Effective management of type 2 diabetes remain a challenge for health services in Australia. Rural and remote communities in particular are at a higher risk of diabetes-related complications due to reduced access to specialist services, making the role of general practices all the more important in the provision of diabetes care. Integrated care targeted around increasing capacity to rural general practices in the treatment of type 2 diabetes may reduce the disparity in health outcomes among rural and remote patients suffering from type-2 diabetes. This protocol aims to describe a causal approach for the evaluation of a specialist-led integrated model of care delivered to general practices using large administrative health data.

Methods and analysis

This will be an observational cohort study using linked general practice and hospital data from the Lumos program. This protocol adopts the target trial framework approach described by Hernan et al and the estimands framework proposed by the International Council for Harmonisation of Technical Requirements for Pharmaceuticals for Human Use (ICH). We describe the data structure and statistical analysis plan that would be required for causal inferences. The target causal estimand is the effect of the Diabetes Alliance Program Plus integrated care intervention, among general practice active-attending adult patients with current and new diagnoses of type 2 diabetes, on three-year hospitalisation rates wherein type 2 diabetes is the principal diagnosis. Causal effect estimates and the precision in these estimates will be quantified.

Ethics and dissemination

The Diabetes Alliance Program Plus has ethics approval from the Hunter New England Human Research Ethics Committee (2024/ETH01649), with approval registered with the University of Newcastle (R-2024-0073). The Lumos data asset is also ethically approved by the Population Health Services Research Ethics Committee (PHSREC; 2019/ETH00660), and DAP+ has received approval by their Governance Committee for the evaluation in this protocol. The analysis and interpretation of the results will be contingent of the quality of the observational data. Findings will be disseminated to local stake holders and submitted to scientific peer-reviewed journals.

Data statement

The data will not be made publicly available due to privacy, ethical, and data governance restrictions.

ARTICLE SUMMARY

Strengths and limitations of this study

  • This protocol incorporates design principles from randomised trials to the analysis plan of a large health-service data asset, which allowed us to construct a clear target causal estimand.

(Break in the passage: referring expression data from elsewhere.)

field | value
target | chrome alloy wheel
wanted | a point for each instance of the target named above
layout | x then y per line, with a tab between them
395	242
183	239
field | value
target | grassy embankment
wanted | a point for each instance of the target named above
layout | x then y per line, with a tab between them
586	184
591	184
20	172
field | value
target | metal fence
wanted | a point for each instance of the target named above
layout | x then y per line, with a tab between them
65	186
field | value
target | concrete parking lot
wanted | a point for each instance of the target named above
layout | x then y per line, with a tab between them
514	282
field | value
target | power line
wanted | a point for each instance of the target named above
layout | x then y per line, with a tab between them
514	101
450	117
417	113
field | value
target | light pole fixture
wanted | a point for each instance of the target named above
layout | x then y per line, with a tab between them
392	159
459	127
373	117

  • This approach describes a novel two-step propensity matching approach to account for cluster-level confounding in observational analyses in order to create a statistical analogue of cluster randomisation.

  • The statistical methods described in this protocol describes an appropriate method comparing individual-level effects across clusters, in cases where an intervention results in clusters of all-treated and all-not-treated individuals.

  • The implementation of this protocol will be limited by the availability and quality of data collection in the proposed data asset.